We continue our series looking at garden rooms of the future, the series has been inspired by the Channel 4 documentary House of the Future which includes a garden room in its vision of the future of family life.
A garden room is a big ticket purchase, so how do you secure the investment you make today so that it will still look good and be functional in 20 years time?
We’ve asked the leading garden room suppliers this question and they have provided useful advice on future proofing, today we chat with Warwick Garden Offices:
Do you think a garden room will be part of the house of the future? If so how and why?
Timber Garden Rooms are set to become part of the outdoor ‘furniture’ of future homes as practical space becomes more desirable and the demand for flexibility of all space becomes greater. It’s about usable spaces with equitable internal environments whatever the weather and space which adds up in terms of cost per square metre. Often not requiring planning permission Timber Garden Rooms are generally more aesthetically pleasing and economic than most alternative structures, and can be both sustainable and recyclable. Those who opt for a timber building particularly one in which they work can rest easy on their green laurels in an increasingly eco conscious world.
For people buying a garden room today, what elements design and material wise do you recommend for the building to look good and be functional in 10, 20 years time?
Use of quality materials and sustainable timbers which are pressure treated with environmentally sound products. Double glazing as standard on insulated garden buildings Good security measures and quality door and window furniture
Tried and tested constructions – don’t become an experiment!
The use of materials such as cedar on external surfaces, which will visually improve with age.

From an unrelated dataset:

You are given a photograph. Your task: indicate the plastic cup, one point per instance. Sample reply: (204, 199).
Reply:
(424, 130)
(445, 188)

An excellent aftercare service is a must – avoid here today gone tomorrow companies.
Well proportioned traditional buildings in an appropriate setting can look as relevant in the future as they have in the past and will undoubtedly appeal to a wide range of future property buyers. Alternatively softer contemporary designs which can blend with a variety of settings, as against edgy modern constructions that can dominate rather than compliment the surrounding area. Highly stylised buildings may also not travel well through time visually, and could potentially alienate the wider audience if selling the property at a later date.

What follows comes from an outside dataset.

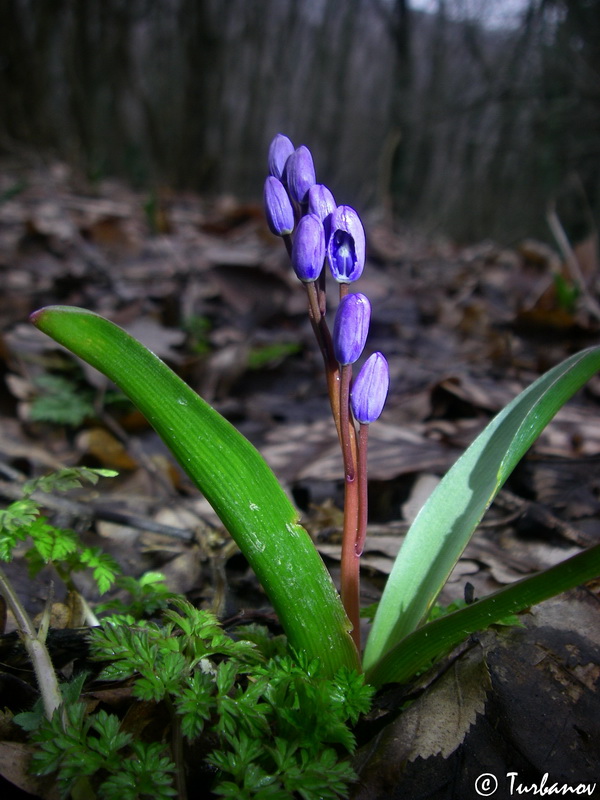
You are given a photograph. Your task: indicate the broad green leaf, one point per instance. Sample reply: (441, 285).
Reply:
(446, 522)
(230, 473)
(430, 641)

Garden rooms are popularly brought as home offices, studios etc do you see a shift in the uses people are buying them for e.g. granny annexes etc?

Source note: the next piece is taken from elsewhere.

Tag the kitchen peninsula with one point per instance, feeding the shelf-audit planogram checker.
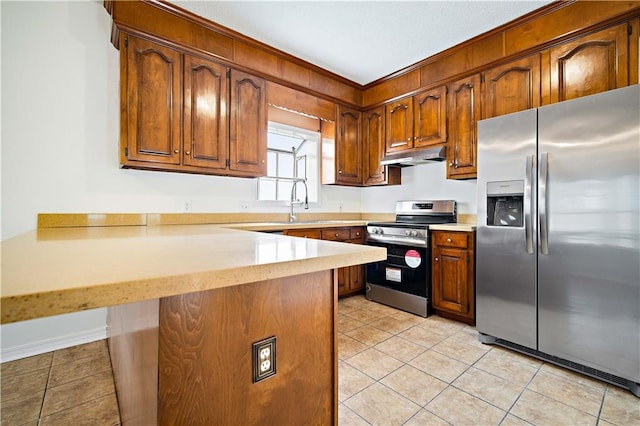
(187, 303)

Granny annexes or additional ancillary accommodation currently requires planning permissions irrespective of the building materials used. Some relaxation in planning laws would inevitably stimulate demand in this area and timber buildings could then provide a greener, highly cost effective option.
If you were designing a garden room for yourself, what features would you include ready for the future?
We are already installing solar onto buildings and if the new Feed in Tariff rate are beneficial then we would consider this for bigger buildings. Rain water harvesting would be standard. Use of best knowledge in terms of insulative materials creating the most thermally efficient building and energy efficient glass. The more space the better and again a design which is not too quirky as it has to continue to appeal over time as tastes change. Crafted joinery and high quality fixtures and fittings. Being able to control temperature and airflow into and through the buildings should also be considered a key factor.